Something To Offend Almost Everyone - Part 2

09 January 2011 - 04:19 PM

The rescue workers at the Pakistan flood area say that the smell of bodies is unbearable. They expect it to get worse when they start finding the dead ones.

A charity single has been released in aid of the Pakistan Flood Relief. It's called, "Raindrops Keep Falling On Ahmed."

There were no survivors from that recent Pakistani Airlines plane that crashed, killing all 152 people on board. Both families are devastated.

Paddy got arrested in B & Q today for punching an African woman at the till. He claims it wasn't his fault as his father had told him to go in and get a Black and Decker.

Experts are worried about President Obama's mental state after he pledged millions of dollars of aid to Northern Ireland , following the tragedy of Hurricane Higgins.

A lesbian went for a smear test and the doctor told her, "That's the cleanest vagina I've seen!" The lesbian replied, "Yes, I have a woman in twice a week!"

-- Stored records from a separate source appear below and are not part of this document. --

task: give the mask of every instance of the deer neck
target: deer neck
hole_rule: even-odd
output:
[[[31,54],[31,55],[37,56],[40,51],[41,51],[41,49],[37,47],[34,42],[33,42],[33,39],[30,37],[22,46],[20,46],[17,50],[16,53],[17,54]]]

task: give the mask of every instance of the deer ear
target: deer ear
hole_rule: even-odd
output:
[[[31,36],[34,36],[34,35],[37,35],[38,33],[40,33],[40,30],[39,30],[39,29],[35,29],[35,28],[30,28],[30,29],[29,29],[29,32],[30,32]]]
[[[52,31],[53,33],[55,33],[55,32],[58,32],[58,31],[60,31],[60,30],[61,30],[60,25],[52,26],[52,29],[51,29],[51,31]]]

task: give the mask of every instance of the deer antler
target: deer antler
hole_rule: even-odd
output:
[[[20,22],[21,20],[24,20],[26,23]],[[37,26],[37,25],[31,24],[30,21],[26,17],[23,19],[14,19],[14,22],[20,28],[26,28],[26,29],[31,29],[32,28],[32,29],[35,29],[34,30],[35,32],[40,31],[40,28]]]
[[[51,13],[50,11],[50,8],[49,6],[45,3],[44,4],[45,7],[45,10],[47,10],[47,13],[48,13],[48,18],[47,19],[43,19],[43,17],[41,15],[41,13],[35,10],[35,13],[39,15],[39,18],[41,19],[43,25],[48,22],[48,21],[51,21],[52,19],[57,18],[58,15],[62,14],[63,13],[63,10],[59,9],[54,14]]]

Paddy and his wife were discussing their sex life. Paddy said, "I want to try that wheelbarrow position tonight."His wife asked, "What is that?"
Paddy told her, "You bend over, put your hands on the floor then I pick your legs up and take you from behind!"His wife said, "Hmm, okay, I'll do it on two conditions. First, if it hurts you stop immediately and, second, ... we don't go down past my mother's house!"

My teenage son told me that he had sex with the neighbour's daughter last night for the first time. "Well done, son," I said, "I hope you used something though?" He replied, "Yeah, a balaclava!"

I went to the doctor while I was on holiday in Bangkok recently, to get my testicles checked out. While the doc was cupping my dangly bits, she said, "Don't worry, it's normal to get an erection during this kind of examination."
I said, "I haven't got an erection!" She replied, "No, but I have!"

Ramadan is here again. The one time of the year when Muslims cannot eat or drink within the hours of daylight, they just starve.Never has the term, "Not enough hours in the day" been more appropriate!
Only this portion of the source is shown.